When two people have known each other from an early age and for better than half their lives, they become accustomed to each other’s mannerisms and characteristics. There isn’t much that one can “get past the other” and to be able to function together consistently and productively requires mutual respect and willingness to compromise. Never is this more evident than in the world of entertainment, specifically, in the field of music. It is rare to see any group remain intact for extended periods of time as success, or the lack of it, will take a toll on the relationship.
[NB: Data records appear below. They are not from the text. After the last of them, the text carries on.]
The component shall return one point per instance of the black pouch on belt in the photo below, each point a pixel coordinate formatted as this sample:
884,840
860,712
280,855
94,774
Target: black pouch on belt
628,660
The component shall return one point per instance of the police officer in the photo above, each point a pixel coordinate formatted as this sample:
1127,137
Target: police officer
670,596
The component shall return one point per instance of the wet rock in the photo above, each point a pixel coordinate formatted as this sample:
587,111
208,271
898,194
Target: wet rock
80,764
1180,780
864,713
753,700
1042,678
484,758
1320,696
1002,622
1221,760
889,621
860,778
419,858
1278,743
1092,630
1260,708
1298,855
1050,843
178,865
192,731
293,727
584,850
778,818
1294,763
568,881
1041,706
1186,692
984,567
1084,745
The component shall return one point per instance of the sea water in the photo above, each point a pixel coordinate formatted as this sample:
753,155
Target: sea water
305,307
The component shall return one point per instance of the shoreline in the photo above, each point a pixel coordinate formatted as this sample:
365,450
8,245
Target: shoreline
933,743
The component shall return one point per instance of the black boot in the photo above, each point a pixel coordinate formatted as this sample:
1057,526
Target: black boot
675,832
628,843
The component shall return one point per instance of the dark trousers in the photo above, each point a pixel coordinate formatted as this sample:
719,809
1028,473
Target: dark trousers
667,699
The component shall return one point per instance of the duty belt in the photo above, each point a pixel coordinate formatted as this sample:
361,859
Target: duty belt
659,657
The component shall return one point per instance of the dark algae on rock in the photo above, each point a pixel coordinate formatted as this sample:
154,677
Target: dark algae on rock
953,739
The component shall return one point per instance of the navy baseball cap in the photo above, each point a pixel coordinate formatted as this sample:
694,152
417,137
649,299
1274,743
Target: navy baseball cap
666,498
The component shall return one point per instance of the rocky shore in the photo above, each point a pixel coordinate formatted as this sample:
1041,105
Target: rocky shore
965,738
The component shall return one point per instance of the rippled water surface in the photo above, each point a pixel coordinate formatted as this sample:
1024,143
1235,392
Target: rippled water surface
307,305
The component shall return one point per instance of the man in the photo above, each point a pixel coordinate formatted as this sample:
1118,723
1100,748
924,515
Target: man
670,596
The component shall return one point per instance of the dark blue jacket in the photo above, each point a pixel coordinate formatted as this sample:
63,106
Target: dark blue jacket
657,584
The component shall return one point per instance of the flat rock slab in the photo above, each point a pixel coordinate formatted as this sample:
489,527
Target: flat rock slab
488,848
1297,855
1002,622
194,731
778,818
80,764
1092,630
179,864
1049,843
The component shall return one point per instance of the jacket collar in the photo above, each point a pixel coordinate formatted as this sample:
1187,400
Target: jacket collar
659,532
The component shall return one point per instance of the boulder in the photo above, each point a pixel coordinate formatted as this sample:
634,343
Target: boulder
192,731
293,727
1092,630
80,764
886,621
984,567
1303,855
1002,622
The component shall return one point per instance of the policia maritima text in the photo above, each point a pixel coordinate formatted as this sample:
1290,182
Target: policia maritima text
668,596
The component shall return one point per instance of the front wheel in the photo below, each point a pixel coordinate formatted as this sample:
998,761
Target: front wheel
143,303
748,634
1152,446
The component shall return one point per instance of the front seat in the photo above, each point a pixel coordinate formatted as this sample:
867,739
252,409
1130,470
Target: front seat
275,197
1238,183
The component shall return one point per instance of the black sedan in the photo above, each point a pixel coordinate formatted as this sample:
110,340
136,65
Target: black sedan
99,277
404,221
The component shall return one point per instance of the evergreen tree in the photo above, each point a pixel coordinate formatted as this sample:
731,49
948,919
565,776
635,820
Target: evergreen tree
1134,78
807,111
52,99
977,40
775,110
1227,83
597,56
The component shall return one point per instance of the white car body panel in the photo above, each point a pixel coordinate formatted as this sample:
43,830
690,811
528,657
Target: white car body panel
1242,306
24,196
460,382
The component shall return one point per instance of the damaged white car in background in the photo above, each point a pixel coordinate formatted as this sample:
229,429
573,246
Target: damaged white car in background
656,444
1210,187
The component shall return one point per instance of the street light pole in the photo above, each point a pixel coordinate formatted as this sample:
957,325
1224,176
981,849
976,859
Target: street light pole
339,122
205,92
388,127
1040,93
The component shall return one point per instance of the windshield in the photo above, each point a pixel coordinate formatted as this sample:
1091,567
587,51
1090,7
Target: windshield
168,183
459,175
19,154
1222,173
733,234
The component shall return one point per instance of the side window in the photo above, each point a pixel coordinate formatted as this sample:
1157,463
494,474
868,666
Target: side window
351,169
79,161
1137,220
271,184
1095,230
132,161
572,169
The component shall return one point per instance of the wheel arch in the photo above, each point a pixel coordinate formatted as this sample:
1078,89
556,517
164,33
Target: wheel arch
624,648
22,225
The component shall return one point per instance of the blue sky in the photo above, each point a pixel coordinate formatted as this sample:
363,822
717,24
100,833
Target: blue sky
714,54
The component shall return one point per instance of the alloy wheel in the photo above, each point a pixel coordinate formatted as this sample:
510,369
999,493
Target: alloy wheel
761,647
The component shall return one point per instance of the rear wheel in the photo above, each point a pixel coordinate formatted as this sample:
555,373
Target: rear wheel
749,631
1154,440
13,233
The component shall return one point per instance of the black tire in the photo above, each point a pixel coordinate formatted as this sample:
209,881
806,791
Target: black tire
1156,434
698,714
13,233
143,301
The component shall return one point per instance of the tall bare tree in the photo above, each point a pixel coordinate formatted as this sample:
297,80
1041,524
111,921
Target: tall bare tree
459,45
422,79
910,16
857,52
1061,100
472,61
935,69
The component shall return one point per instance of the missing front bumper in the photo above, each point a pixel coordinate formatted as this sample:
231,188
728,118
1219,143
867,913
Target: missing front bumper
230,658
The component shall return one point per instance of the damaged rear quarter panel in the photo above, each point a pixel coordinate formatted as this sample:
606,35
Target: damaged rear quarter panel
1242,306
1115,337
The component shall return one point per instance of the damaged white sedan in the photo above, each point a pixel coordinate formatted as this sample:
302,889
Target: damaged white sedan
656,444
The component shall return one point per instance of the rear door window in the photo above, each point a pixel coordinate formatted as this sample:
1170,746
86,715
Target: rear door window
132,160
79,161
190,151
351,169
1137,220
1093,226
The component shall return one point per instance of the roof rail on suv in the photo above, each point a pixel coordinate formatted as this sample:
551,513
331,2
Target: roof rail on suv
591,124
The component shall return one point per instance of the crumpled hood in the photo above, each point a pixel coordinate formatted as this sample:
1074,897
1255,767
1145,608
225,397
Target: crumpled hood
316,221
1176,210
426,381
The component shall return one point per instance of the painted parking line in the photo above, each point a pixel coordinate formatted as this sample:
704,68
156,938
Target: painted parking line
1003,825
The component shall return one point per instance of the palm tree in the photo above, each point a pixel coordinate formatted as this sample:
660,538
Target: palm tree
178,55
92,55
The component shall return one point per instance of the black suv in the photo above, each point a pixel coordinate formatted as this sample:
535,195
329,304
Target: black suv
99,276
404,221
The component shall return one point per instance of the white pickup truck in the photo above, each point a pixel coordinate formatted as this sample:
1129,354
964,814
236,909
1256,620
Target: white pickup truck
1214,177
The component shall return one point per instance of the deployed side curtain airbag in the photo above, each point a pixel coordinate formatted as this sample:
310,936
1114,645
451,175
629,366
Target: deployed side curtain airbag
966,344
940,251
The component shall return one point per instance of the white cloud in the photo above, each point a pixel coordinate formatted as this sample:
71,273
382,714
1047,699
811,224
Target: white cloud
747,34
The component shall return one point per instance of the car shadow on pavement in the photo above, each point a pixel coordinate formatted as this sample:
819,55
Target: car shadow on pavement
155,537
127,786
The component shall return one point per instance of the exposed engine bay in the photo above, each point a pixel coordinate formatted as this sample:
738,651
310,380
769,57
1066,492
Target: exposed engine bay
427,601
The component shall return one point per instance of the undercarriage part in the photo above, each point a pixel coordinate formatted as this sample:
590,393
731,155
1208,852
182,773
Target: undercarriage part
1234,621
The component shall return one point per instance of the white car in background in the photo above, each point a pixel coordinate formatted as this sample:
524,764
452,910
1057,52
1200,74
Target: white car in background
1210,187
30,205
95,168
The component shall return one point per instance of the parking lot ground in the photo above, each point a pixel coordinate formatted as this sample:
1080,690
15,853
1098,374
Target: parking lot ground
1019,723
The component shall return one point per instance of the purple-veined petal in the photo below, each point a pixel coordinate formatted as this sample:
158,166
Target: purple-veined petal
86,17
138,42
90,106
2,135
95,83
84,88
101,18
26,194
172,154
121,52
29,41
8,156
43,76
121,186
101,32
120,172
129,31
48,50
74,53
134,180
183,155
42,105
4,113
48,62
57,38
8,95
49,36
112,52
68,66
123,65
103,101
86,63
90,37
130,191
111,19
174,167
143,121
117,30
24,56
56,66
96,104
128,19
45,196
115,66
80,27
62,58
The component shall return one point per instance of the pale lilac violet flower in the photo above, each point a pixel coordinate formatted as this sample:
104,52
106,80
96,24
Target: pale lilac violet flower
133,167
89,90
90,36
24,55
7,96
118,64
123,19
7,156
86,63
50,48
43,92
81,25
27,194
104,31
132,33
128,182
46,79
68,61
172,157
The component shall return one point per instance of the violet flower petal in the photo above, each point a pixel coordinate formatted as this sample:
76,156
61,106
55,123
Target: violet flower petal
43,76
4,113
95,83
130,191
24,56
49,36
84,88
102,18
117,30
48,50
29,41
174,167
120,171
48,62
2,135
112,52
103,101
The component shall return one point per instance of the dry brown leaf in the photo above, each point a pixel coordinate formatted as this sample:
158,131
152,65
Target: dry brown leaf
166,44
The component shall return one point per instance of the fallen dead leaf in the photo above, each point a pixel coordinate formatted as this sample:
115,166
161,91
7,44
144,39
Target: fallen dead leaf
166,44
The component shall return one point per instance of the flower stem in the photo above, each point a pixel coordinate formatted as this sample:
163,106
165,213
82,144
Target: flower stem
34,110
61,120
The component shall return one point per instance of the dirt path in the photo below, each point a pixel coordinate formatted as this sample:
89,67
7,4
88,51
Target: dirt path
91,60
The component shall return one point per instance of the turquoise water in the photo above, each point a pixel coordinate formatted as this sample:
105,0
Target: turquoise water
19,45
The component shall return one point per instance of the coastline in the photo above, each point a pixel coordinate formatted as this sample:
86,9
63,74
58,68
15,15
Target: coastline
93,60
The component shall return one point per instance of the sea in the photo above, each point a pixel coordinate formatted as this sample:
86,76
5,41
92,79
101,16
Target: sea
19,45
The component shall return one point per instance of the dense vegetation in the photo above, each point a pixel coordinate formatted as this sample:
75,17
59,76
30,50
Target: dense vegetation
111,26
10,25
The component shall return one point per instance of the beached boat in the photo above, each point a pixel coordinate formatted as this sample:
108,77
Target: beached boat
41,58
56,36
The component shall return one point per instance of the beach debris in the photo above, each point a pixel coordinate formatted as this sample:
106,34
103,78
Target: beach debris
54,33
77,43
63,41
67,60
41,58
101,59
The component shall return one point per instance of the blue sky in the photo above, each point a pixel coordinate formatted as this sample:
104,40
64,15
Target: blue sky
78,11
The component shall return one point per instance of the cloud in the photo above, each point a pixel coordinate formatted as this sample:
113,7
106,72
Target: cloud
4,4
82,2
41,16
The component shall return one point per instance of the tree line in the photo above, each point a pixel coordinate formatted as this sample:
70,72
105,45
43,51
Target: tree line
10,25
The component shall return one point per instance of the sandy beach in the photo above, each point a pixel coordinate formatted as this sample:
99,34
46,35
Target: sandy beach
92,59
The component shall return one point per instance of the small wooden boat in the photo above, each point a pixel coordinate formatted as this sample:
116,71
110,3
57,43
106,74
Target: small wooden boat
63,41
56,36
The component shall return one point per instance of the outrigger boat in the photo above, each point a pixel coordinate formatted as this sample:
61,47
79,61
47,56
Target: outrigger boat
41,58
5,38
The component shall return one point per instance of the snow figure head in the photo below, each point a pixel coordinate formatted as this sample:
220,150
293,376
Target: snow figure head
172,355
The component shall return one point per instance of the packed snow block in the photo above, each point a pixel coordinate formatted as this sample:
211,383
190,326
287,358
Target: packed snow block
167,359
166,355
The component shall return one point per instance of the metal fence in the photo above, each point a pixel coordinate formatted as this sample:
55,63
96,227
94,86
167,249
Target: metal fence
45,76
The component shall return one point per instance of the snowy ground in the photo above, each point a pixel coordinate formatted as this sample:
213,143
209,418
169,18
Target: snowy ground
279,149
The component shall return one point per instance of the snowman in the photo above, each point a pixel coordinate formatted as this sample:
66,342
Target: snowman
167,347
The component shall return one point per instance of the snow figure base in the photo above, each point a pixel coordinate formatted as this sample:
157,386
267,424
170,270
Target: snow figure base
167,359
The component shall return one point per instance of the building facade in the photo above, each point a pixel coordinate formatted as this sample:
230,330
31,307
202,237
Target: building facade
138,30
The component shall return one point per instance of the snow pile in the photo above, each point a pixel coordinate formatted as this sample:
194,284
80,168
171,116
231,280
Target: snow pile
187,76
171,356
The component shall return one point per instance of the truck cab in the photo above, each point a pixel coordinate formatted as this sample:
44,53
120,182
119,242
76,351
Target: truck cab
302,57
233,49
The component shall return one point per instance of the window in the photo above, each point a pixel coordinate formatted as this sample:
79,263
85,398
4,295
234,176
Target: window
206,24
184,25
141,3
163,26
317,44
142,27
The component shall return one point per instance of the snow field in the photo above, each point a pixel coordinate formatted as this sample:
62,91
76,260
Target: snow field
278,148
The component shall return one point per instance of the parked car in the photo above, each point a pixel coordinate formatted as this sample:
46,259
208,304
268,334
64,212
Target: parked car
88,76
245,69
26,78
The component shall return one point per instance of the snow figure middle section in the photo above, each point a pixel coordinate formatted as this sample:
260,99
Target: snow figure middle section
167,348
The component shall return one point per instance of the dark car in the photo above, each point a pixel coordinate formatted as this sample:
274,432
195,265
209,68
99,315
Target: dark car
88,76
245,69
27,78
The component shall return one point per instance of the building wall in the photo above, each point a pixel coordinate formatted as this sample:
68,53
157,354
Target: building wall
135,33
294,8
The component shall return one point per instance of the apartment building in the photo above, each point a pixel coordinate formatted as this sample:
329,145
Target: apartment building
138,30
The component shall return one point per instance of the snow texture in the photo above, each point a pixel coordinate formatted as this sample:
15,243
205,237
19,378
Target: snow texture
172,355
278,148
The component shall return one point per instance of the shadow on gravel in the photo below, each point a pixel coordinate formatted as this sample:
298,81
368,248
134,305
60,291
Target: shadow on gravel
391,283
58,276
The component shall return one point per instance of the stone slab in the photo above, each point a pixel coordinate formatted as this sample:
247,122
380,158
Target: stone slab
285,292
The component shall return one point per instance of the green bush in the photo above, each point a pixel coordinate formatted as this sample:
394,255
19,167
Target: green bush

This is what makes the association between Thomas De Gasperi and Matteo Maffucci all the more remarkable.
These two native Roman singer/songwriters were born within 11 months and less than a quarter mile from each other. They first met at the renowned Liceo Classico Statale Giulio Cesare (Julius Caesar State Secondary Institution) in 1992 and developed a kindred friendship displaying similar interests in classroom studies and musical tastes. Upon completion of their education they began composing their own original songs and by 1999, after signing on with Universal Music Italia, they christened their joint music venture Zero Assoluto and released three video singles over the course of the next three years, experimenting with pop-rap sonorities. Unfortunately, their initial efforts garnered only minimal attention and left them seeking mainstream acceptance. They continued adding to their music library but also sought to establish successful collaborative associations. They also set their sights on releasing their first full-length album.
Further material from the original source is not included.